W tym wypadku nie wynika aby powodowie zostali w sposób wyczerpujący i zrozumiały poinformowani o skutkach, jakie wiążą się z zastosowaniem mechanizmu indeksacji. Nie zobrazowano im skutków wzrostu kursu waluty przy uwzględnieniu parametrów umowy, jak również nie przedstawiono historycznych wahań kursów waluty w okresie adekwatnym do określonego w umowie terminu spłaty kredytu. Przeciwnie zapewniono, że kurs franka szwajcarskiego jest stabilny, sugerując tym samym, że tendencja ta utrzyma się przez okres obowiązywania umowy. Pozwany nie wykazał aby udzielane informacje spełniały kryteria wynikające z orzecznictwa Trybunału Sprawiedliwości UE, gdyż nie chodzi o ogólną wiedzę, że kursy walut zmieniają się, ale o uwidocznienie, w oparciu o jednoznaczne i zrozumiałe kryteria, wypływających z umowy konsekwencji ekonomicznych, w tym przyjęcia przez kredytobiorcę ryzyka kursowego, które z ekonomicznego punktu widzenia może okazać się dla niego trudne do udźwignięcia.
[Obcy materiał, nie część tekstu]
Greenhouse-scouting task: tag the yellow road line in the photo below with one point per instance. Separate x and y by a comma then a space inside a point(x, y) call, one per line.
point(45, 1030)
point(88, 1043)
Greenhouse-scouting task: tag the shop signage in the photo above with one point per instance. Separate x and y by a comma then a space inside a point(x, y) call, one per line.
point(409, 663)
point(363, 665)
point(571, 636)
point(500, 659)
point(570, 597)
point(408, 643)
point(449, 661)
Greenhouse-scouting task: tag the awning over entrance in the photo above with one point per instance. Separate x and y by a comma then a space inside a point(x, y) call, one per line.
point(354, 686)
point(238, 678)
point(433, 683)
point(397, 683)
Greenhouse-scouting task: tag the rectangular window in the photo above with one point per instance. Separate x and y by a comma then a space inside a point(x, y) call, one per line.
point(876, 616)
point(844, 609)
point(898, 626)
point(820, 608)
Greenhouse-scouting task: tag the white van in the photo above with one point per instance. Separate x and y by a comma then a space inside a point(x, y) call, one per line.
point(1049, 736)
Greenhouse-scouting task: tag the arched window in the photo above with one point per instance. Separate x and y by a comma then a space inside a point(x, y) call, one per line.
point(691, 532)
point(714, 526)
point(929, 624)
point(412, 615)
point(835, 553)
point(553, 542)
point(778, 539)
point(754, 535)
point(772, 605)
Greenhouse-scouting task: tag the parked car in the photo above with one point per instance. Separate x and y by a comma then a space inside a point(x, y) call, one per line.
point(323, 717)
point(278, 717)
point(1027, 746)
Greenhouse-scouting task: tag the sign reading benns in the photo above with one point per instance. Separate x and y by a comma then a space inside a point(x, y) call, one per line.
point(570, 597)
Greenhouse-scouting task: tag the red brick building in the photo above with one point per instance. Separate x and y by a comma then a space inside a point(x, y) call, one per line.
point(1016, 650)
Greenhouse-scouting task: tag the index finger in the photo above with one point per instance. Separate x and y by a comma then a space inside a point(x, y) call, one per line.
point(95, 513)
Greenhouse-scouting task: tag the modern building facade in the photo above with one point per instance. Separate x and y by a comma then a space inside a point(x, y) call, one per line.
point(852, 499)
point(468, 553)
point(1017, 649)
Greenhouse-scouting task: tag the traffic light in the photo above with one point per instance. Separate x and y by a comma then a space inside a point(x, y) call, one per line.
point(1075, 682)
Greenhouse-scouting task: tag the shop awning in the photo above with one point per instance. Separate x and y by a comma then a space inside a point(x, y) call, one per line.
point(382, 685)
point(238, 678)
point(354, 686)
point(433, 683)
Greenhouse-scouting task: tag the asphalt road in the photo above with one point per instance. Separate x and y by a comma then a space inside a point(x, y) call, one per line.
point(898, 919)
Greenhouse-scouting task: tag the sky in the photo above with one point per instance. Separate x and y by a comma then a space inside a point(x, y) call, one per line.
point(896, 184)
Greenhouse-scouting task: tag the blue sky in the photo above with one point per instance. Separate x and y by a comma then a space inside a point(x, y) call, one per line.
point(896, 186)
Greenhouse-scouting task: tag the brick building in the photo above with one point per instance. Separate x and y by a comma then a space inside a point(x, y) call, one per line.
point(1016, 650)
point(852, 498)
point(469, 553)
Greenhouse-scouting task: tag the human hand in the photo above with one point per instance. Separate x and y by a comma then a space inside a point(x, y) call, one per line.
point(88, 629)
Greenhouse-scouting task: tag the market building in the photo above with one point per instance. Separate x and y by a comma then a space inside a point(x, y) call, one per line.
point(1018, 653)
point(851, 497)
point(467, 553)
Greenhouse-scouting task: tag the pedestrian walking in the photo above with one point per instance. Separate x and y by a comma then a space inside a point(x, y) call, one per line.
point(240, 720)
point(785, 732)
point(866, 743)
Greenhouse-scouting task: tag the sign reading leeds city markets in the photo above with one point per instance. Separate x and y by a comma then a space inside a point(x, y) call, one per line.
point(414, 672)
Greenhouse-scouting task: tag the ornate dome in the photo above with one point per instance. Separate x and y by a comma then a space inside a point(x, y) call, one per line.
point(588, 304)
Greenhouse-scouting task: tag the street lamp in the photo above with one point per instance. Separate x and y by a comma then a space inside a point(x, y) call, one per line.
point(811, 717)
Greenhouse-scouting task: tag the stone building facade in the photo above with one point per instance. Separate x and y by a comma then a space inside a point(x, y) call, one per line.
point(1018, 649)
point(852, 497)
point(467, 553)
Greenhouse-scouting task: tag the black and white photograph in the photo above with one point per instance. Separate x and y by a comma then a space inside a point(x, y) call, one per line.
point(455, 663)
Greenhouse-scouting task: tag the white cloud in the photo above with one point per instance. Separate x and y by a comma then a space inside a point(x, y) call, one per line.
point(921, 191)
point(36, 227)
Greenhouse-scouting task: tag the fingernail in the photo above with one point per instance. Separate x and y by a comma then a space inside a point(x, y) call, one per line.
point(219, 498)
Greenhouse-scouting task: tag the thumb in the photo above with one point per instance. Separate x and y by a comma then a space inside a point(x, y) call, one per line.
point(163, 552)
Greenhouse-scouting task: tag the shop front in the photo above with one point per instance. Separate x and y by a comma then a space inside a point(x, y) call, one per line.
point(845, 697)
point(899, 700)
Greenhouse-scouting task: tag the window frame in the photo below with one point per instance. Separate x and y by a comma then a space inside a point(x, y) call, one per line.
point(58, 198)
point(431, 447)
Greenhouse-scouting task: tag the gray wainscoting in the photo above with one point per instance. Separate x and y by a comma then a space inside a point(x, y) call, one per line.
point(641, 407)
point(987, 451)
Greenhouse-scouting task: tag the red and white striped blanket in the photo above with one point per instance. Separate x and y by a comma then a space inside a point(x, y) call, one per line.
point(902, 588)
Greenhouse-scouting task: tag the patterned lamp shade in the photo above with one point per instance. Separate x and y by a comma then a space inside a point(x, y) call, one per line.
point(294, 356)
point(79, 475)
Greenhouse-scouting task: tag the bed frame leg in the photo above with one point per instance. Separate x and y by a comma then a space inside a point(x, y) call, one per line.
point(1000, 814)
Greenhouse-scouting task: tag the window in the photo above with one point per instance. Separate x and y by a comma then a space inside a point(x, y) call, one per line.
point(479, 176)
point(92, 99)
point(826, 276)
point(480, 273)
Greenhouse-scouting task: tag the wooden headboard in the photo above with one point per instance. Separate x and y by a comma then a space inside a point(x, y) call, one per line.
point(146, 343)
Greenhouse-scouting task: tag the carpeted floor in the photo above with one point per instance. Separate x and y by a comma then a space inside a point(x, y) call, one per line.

Z tych względów za sprzeczne z istotą stosunków umownych, a tym samym niepodlegające prawnej ochronie, zdaniem sądu pierwszej instancji należało uznać zapisy umowy, w której strona ekonomicznie silniejsza (kredytodawca), byłby upoważniony do jednostronnego określenia kursu waluty jako właściwego dla oznaczenia kwot rat obciążających kredytobiorcę. Zamieszczenie w umowie takiej klauzuli nie może zostać uznane za działanie pozostające w granicach swobody umów z art. 353 1 k.c., lecz za rażące jej przekroczenie, a zatem umowa zawierająca tego rodzaju klauzule powinna zostać uznana za nieważną z powodu jej sprzeczności z normą zawartą w powołanym przepisie ze skutkiem ex tunc. Przy ocenie ważności takiej umowy nie ma znaczenia to, w jaki sposób strona umowy (w niniejszej sprawie bank), korzysta z tego rodzaju klauzuli, zwykle zresztą reagując na konkretne uwarunkowania rynkowe oraz konkurencyjne. W prawnym znaczeniu nie może bowiem w ogóle dojść do wykonania nieważnej umowy, nawet jeżeli żadna ze stron nie powoływałaby się na jej wadę prawną tego rodzaju. Bez znaczenia pozostaje także wypełnienie przez strony konkretnych obowiązków zapisanych w umowie, która nie prowadzi jednak do ich powstania.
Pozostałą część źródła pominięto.